Corrupción

El Gobierno de Aguirre adjudicó casi 10 millones a las empresas de publicidad que investiga el juez de 'Púnica' por financiar al PP

Esperanza Aguirre, este jueves durante la visita que realizó a las obras del carril bici en una calle de Madrid.

Las empresas cuyos contratos de publicidad institucional ha reclamado la Guardia Civil a distintas consejerías madrileñas por orden del juez de la Operación Púnica, Eloy Velasco, recibieron 9,85 millones de euros en adjudicaciones públicas del Gobierno de Esperanza Aguirre entre 2004 y 2008.  

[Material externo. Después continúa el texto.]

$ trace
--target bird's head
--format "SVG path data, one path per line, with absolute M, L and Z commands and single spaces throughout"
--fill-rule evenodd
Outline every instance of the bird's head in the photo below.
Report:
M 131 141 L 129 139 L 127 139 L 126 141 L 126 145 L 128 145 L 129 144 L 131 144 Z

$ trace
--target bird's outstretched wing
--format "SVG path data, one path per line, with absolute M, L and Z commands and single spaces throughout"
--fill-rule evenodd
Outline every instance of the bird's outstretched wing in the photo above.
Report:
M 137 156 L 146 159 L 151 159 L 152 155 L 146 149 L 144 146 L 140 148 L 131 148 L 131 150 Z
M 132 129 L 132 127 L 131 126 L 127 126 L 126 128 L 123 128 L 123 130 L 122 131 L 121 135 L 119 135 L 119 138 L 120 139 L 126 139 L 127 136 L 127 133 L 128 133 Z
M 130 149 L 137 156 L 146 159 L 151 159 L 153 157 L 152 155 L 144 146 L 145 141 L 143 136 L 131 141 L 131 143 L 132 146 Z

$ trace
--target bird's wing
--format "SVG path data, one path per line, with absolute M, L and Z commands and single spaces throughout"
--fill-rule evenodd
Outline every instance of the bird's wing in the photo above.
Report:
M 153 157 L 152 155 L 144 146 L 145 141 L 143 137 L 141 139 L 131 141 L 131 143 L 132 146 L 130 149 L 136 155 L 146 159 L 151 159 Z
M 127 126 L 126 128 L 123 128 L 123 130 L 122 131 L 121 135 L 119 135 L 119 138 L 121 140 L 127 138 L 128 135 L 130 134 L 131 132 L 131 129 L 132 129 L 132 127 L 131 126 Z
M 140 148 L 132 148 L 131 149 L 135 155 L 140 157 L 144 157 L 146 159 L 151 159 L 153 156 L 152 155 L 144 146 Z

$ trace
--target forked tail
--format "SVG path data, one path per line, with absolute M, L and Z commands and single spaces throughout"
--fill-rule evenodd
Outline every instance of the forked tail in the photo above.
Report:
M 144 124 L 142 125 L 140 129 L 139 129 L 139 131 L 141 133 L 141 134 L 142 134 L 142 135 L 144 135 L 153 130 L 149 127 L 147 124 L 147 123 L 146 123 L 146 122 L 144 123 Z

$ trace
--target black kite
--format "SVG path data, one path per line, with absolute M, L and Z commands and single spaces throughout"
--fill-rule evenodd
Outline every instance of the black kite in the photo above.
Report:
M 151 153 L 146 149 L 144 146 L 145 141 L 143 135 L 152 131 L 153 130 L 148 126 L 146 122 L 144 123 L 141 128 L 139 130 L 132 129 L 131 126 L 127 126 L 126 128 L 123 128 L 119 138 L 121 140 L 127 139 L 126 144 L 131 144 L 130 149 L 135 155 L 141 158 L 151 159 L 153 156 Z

Así lo constatan documentos de Hacienda a los que ha tenido acceso infoLibre y que certifican cómo esas sociedades -Over Marketing y tres compañías hermanashermanas- también facturaron nada menos que otros 1,9 millones de euros entre 2005 y 2007 a las empresas privadas a las que el Ejecutivo regional había adjudicado la construcción de seis hospitales públicos a cambio de una concesión a largo plazo. Casi la mitad de esos dos millones -912.000 euros- procedía de la empresa concesionaria del Hospital de Puerta de Hierro (Majadahonda), integrada por Dragados, Bovis Lend y Sufi.

Fuentes conocedoras de lo sucedido aseguran que la UCO ha reclamado a la Comunidad de Madrid los contratos otorgados a Over Marketing y sus satélites por los departamentos de Presidencia, Sanidad y Transportes así como por la empresa Arpegio, que fue el gran feudo de Francisco Granados. Arpegio figura entre los organismos que pagaron a Over Marketing.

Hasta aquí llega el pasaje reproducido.